Liberals like Hans-Werner Sinn, who runs the CESifo institute at the University of Munich, are unconvinced. For two decades he has been one of the loudest voices preaching the urgency of structural reform (another is Horst Siebert at Kiel University, who argued a similar case two years ago in “The German Economy: Beyond the Social Market”, published by Princeton University Press). Mr Sinn's new work is a thoroughly updated English-language version of a German book that has gone through no fewer than 11 editions. Not for nothing is Angst a German word.

It is hard to argue with most of the author's conclusions. Even with its present revival, German GDP growth remains low by historical standards. There is little chance of further supply-side reforms under Angela Merkel's consensus-driven grand coalition. The coddled, low-productivity east is an expensive drag on the innovative, high-productivity west. And much of the rise in profits and exports reflects a ferocious one-off squeeze on real wages that has allowed German companies to steal a march on less efficient competitors in France and Italy, but this is not a process that is indefinitely sustainable without far more liberalisation.

The case for more reform, especially to the labour market and welfare state, is unanswerable. But Mr Sinn is sometimes too gloomy about the country's prospects. Not only does he overlook some of the genuine structural changes made in the past few years; but he also largely dismisses the lessons from Scandinavian countries that have managed to combine high taxes and generous welfare with rapid growth and high employment.

The book also betrays another German obsession: with the health of manufacturing industry. In fact, the continuing high share of manufacturing in German GDP, long a source of competitive strength, might now be a weakness. The forces of globalisation are driving even high-end manufacturing to lower-cost competitors in eastern Europe, China and India. As Britain found in the 1980s, most efforts to keep manufacturing jobs fail.

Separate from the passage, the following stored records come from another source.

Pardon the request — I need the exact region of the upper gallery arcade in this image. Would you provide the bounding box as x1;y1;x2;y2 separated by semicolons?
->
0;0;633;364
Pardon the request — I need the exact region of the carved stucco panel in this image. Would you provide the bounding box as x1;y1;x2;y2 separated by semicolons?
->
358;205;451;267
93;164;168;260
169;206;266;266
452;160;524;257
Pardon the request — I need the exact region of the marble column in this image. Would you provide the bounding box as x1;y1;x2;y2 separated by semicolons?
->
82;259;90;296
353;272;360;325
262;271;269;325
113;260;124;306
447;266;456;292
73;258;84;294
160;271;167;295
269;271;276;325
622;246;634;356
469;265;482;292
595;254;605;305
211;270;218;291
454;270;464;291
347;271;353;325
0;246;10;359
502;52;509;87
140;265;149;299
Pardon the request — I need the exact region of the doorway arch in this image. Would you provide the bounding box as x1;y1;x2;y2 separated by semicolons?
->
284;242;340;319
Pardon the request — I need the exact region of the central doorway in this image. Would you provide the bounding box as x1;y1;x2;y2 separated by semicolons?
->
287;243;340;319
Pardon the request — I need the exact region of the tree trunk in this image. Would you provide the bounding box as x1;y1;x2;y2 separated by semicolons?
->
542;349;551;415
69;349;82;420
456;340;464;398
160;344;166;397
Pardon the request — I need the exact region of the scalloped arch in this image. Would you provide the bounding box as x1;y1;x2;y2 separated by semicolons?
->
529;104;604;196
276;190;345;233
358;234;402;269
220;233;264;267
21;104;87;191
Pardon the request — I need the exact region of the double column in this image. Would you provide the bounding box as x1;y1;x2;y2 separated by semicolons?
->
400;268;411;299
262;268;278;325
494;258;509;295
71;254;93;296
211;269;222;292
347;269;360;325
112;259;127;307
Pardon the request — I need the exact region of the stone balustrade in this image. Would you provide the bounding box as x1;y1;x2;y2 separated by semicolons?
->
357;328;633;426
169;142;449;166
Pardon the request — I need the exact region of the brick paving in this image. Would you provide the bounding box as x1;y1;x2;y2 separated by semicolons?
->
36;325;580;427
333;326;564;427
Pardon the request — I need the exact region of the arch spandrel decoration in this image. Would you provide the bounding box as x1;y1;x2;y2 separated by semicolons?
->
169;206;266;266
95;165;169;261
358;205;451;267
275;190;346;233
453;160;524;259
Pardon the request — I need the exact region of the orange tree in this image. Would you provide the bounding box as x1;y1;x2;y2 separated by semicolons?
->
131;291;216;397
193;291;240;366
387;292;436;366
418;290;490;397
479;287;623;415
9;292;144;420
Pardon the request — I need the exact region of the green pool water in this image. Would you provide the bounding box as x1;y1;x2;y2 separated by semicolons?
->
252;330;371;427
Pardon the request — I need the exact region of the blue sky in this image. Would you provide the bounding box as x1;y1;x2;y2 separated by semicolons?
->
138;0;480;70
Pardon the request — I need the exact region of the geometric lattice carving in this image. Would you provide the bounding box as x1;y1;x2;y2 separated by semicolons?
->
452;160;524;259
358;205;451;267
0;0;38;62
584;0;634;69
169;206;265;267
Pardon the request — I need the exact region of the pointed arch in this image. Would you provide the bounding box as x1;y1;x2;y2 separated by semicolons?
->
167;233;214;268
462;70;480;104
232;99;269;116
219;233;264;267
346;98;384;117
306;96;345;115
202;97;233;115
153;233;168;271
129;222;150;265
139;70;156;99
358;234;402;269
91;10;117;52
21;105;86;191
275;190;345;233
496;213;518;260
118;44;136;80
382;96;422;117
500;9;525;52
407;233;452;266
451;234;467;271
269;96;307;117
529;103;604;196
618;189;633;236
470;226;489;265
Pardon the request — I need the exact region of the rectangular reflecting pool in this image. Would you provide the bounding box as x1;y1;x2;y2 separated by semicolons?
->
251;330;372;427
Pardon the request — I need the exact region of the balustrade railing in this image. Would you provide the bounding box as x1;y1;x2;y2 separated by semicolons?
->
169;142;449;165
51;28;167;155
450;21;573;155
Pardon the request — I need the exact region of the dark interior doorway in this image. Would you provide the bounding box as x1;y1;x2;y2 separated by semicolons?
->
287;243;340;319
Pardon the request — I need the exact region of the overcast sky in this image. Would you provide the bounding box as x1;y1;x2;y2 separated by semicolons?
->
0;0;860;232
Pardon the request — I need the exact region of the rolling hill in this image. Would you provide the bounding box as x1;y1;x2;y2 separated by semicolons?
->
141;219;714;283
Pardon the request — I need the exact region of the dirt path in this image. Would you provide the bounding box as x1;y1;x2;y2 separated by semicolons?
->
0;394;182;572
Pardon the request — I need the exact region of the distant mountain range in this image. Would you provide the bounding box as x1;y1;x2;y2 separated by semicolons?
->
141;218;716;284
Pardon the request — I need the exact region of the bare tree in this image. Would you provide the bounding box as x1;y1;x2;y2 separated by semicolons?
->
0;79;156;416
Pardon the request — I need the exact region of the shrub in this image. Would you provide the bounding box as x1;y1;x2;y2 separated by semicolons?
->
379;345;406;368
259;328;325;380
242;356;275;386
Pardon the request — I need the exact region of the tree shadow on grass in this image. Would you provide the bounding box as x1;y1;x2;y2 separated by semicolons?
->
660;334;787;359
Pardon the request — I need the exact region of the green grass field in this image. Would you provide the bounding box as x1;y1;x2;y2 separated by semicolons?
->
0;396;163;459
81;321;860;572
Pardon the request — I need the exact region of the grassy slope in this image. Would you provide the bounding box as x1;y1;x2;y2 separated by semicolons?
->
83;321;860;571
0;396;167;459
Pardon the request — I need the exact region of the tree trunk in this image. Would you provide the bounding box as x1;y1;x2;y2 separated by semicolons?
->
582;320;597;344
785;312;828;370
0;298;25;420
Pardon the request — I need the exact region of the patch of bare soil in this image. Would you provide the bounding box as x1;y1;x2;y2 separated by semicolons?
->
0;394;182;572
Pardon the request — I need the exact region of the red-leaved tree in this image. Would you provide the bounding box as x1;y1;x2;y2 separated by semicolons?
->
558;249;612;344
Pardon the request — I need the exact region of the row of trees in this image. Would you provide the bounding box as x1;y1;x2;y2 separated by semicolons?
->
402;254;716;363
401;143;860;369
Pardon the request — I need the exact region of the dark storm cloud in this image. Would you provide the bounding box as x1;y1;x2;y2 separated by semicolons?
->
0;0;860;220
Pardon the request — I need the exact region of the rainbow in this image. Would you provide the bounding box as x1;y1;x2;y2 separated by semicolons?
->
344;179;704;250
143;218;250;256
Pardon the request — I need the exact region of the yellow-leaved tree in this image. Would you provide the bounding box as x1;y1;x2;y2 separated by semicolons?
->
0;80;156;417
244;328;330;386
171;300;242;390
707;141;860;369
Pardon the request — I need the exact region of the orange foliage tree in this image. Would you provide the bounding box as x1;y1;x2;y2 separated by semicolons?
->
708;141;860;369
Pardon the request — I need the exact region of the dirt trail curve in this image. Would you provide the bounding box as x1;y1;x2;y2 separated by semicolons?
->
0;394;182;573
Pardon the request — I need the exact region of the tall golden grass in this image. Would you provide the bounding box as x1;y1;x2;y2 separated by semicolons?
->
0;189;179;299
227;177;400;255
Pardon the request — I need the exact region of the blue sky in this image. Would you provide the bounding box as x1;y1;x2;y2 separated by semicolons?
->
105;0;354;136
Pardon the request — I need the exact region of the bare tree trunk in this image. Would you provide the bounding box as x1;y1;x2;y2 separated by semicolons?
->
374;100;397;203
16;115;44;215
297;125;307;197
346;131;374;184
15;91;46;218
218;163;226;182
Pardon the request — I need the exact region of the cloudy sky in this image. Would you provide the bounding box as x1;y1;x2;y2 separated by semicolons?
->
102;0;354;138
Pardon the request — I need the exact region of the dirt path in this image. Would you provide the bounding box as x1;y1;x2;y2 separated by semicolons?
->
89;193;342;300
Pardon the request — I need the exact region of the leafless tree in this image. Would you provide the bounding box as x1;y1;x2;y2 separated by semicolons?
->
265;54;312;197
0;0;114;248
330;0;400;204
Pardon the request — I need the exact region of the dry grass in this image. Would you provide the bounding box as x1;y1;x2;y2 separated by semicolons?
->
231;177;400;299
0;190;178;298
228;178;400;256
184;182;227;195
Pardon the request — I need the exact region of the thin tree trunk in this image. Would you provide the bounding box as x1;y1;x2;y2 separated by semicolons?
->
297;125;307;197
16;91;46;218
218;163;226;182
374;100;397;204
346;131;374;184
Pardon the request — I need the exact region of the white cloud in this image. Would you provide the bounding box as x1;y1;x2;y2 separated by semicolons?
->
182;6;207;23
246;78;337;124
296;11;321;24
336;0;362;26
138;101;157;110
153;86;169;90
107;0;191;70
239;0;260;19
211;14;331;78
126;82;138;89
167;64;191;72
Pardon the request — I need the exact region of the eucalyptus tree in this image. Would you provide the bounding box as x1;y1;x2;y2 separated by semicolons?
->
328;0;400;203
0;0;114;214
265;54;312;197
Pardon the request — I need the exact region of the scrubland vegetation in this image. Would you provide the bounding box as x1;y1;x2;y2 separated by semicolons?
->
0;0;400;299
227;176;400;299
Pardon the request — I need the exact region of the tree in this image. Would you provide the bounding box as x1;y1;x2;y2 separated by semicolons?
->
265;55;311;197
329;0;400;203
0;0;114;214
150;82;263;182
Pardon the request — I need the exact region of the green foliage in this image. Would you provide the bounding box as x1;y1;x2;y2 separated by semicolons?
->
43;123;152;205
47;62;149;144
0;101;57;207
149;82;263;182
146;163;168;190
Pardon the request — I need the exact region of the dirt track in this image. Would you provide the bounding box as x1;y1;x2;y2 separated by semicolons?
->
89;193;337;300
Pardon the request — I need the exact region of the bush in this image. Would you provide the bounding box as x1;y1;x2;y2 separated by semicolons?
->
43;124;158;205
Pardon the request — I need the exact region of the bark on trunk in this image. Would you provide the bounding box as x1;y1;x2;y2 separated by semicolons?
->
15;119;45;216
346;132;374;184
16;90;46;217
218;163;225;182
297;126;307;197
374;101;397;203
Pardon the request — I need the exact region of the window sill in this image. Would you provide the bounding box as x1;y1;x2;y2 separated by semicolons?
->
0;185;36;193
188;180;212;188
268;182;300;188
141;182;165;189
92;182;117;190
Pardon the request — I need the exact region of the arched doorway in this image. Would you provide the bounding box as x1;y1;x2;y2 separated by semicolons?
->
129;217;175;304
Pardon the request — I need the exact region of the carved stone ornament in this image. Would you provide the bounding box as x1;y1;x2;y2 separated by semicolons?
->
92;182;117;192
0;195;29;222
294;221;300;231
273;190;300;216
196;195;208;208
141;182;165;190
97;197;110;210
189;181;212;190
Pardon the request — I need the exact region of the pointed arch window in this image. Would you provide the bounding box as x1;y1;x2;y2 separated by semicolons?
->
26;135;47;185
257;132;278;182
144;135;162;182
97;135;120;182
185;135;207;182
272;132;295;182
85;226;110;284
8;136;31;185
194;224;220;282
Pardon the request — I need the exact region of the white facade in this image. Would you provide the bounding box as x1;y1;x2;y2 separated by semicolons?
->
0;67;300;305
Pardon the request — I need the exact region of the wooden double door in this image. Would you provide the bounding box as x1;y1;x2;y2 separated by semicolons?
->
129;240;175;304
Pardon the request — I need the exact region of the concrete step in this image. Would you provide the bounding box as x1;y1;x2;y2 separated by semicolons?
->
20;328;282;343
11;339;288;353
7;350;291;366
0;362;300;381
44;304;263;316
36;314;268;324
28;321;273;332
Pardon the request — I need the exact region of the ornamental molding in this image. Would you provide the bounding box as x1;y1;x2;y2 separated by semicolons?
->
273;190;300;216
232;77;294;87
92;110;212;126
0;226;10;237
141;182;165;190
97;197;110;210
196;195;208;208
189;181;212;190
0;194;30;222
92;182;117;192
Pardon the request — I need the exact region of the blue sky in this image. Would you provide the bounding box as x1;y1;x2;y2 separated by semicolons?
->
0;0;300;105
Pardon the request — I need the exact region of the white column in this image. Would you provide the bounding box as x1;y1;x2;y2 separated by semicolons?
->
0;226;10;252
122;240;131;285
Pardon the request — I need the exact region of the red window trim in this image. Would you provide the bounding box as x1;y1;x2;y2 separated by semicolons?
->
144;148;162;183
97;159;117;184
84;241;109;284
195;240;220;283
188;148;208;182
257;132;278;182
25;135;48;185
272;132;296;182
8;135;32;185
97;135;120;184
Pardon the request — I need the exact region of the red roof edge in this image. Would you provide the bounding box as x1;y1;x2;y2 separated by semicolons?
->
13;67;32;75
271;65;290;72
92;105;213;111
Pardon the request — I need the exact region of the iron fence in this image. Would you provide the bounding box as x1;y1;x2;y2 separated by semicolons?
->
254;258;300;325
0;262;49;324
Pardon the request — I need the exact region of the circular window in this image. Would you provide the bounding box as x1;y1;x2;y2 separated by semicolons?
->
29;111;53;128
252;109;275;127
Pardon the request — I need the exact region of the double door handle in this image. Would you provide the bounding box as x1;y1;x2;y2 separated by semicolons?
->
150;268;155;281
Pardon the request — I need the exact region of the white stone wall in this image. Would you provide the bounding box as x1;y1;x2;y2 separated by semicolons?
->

What is striking about Germany to an outsider is not its dynamism, export prowess or even the famous Mittelstand of small and medium-sized enterprises, impressive as these are. It is the absence of well-developed service industries. Part of the wrenching change the country now needs is to switch from low value-added manufacturing towards higher value-added services. And that needs a cultural as much as an economic shift, away from a macho world view that looks down on serving people. The transition could be painful but it must come.